To demonstrate the feasibility of using DNP hyperpolarized [1-13C]-pyruvate to measure early response to temozolomide (TMZ) therapy using an orthotopic human glioblastoma xenograft model.
To demonstrate the feasibility of using DNP hyperpolarized [1-13C]-pyruvate to measure early response to temozolomide (TMZ) therapy using an orthotopic human glioblastoma xenograft model.
Twenty athymic rats with intracranial implantation of human glioblastoma cells were divided into two groups: one group received an oral administration of 100 mg/kg TMZ (n = 10) and the control group received vehicle only (n = 10). 13C 3D magnetic resonance spectroscopic imaging (MRSI) data were acquired following injection of 2.5 mL (100 mM) hyperpolarized [1-13C]-pyruvate using a 3T scanner prior to treatment (day D0), at D1 (days from treatment) or D2.
Tumor metabolism as assessed by the ratio of lactate to pyruvate (Lac/Pyr) was significantly altered at D1 for the TMZ-treated group but tumor volume did not show a reduction until D5 to D7. The percent change in Lac/Pyr from baseline was statistically different between the two groups at D1 and D2 (P < 0.008), while percent tumor volume was not (P > 0.2).
The results from this study suggest that metabolic imaging with hyperpolarized [1-13C]-pyruvate may provide a unique tool that clinical neuro-oncologists can use in the future to monitor tumor response to therapy for patients with brain tumors. J. Magn. Reson. Imaging 2011;33:1284–1290. © 2011 Wiley-Liss, Inc.
THE GENERAL COURSE of treatment for patients with brain tumors consists of surgery, radiation therapy, and chemotherapy with the goal of stopping tumor growth by inhibiting cell proliferation or inducing cell death. Temozolomide (TMZ) is one of the most frequently used chemotherapeutic drugs for treating brain tumors, especially high-grade gliomas.

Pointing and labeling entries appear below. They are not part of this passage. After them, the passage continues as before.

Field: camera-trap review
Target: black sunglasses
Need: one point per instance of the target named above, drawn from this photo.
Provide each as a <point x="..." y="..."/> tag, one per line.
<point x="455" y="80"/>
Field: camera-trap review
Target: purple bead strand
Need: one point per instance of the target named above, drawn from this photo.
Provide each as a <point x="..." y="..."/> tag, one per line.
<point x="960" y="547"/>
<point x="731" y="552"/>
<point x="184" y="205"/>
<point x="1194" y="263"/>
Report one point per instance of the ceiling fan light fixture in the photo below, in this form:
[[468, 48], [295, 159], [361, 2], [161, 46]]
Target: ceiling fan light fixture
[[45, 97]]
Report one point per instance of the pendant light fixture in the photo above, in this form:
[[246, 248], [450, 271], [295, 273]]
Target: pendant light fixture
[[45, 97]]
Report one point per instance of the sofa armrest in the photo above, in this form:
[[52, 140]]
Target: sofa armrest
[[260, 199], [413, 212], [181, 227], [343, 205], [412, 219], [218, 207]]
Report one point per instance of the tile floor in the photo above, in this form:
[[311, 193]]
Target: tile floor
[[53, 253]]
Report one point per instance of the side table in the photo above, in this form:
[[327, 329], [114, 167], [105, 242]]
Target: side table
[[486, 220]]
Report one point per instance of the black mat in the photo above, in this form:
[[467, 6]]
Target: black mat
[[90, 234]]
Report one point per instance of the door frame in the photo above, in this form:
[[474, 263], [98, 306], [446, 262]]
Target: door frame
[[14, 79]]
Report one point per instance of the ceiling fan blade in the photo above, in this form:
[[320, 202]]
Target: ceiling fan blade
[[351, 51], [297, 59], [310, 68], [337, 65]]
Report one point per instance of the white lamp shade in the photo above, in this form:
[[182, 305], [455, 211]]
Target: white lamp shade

It is an alkylating agent and works by damaging DNA and thus triggering the death of tumor cells.
The current standard for monitoring brain tumor response to therapy is a combination of clinical symptoms and Macdonald criteria, which are based on the change in contrast enhancement from magnetic resonance imaging (MRI) or computed tomography (CT) scans (1). Advanced MR techniques such as 1H magnetic resonance spectroscopy (MRS), perfusion MRI, and diffusion-weighted MRI have also been used for monitoring brain tumor response to therapy (2–7), but may take several weeks to detect response to therapy. Early detection of brain tumor response to treatment would be valuable in defining criteria for continuing or modifying treatment strategies.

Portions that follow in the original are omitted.